Gewalttätige Aktionen der Neonazis gehören in diesem Land seit Jahren wieder zur Tagesordnung. Jeder, der sich gegen die faschistischen Umtriebe engagiert, muß damit rechnen, Opfer rechter Gewalt zu werden. Vor dem Hintergrund der aktuellen Auseinandersetzungen ist es jedoch notwendig, mit noch offeneren Augen durchs Leben zu gehen und sich nicht einschüchtern zu lassen. Außerdem braucht es weiterhin breite Aufklärungskampagnen. Die Neonaziszene in Berlin ist momentan zerstritten. Gerade die Berliner NPD hatte in den vergangenen zwei Jahren erhebliche Probleme, ihren Laden zusammenzuhalten. Dennoch kam es auch zur Gründung neuer Gruppierungen wie »Frontbann 24«, die sich an der SA in der Weimarer Republik orientiert und versucht, eine ideologische Lücke zwischen NPD und »Autonomen Nationalisten« auszufüllen. Bei den »Autonomen Nationalisten« ist nach wie vor weniger die personelle Stärke denn ihre Gewaltbereitschaft eine Gefahr. Im Moment scheint es, als suche man in der gesamten Neonaziszene verzweifelt nach einem Thema, das alle eint. Ob dies durch eine verstärkte Betonung des Kampfes gegen Linke gelingt, wird sich erst zeigen.
Wie erklären Sie sich, daß die Neonazis bei ihrem Aufmarsch am 10. Oktober 2010 unter den Augen der Polizei massive Drohungen gegen Antifaschisten aussprechen konnten, ohne daß die Beamten einschritten?
Die Berliner Polizei hat schon bei verschiedenen Einsätzen eindrucksvoll bewiesen, wo ihre Sympathien liegen. Es ist einfach ein Unding, daß die Faschisten mehr oder minder offene Morddrohungen gegen ihre politischen Gegner aussprechen können und die Beamten nicht eingreifen. Vielleicht war die Polizei zu diesem Zeitpunkt jedoch wieder damit beschäftigt, Nazigegner von der Demonstrationsroute der Rechtsextremen zu prügeln.

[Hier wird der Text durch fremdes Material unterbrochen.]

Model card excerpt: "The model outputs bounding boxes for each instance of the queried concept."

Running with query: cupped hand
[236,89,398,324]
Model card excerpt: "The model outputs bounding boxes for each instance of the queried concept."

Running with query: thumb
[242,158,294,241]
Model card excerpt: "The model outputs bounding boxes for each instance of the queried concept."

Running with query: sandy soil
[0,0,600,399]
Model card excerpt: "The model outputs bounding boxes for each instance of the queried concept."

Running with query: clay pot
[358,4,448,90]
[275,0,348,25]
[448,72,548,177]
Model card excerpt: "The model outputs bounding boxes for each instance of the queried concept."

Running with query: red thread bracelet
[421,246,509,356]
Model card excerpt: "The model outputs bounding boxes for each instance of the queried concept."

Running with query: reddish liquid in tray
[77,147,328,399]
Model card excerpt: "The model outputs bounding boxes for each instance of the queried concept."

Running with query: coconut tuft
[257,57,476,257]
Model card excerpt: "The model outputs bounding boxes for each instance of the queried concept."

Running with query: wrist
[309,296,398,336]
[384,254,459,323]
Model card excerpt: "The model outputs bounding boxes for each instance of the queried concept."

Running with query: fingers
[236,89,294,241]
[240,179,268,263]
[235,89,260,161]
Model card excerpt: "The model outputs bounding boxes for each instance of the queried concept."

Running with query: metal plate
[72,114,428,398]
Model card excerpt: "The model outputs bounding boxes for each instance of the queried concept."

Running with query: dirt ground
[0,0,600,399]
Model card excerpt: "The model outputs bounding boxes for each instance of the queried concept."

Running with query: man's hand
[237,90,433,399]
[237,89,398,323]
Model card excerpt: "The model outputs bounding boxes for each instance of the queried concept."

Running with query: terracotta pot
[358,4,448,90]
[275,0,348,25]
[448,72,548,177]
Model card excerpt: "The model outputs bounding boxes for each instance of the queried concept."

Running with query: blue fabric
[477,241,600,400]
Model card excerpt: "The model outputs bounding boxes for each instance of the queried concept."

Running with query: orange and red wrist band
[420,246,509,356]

Um das Ausmaß der Bedrohung deutlich zu machen, will ich hier einmal zitieren, was die Neonazis konkret aus ihrem Lautsprecherwagen heraus erklärt haben: »Aber, die Hintermänner dieser feigen roten Mordbanden sind uns bekannt. Sie heißen beispielsweise … [Nennung von 22 Vor- und Nachnamen]. Das sind die Hintermänner, das sind die Hetzer. Das sind jene, die in der Antifa das Wort führen. Das sind die, die die Kontakte bis ins Abgeordnetenhaus hinein halten, damit die roten Mordbanden jederzeit finanziert werden. (…) Es sind immer wieder die gleichen. Und sie haben Namen und Adressen. Und wir werden sie nicht vergessen. Wir vergeben nichts! Wir schwören Rache!«
Was wir also vergangene Woche erlebt haben, war ein Aufruf zu schwersten Straftaten. Und diese haben die Rechten auch direkt im Anschluß an ihren Aufmarsch verübt. So wurden zwei Linke am S-Bahnhof Frankfurter Allee von einer Horde von 50 bis 60 Neonazis attackiert. Wie so oft übrigens, unter den Augen der Polizei.
Verschiedene Medien und CDU-Politiker haben die Darstellung der Neonazis übernommen, derzufolge »Linksextreme« für den Anschlag auf die Kneipe »Zum Henker« verantwortlich seien. Verwundert Sie diese traute Eintracht in Sachen bewiesenermaßen falscher Schuldzuschreibungen?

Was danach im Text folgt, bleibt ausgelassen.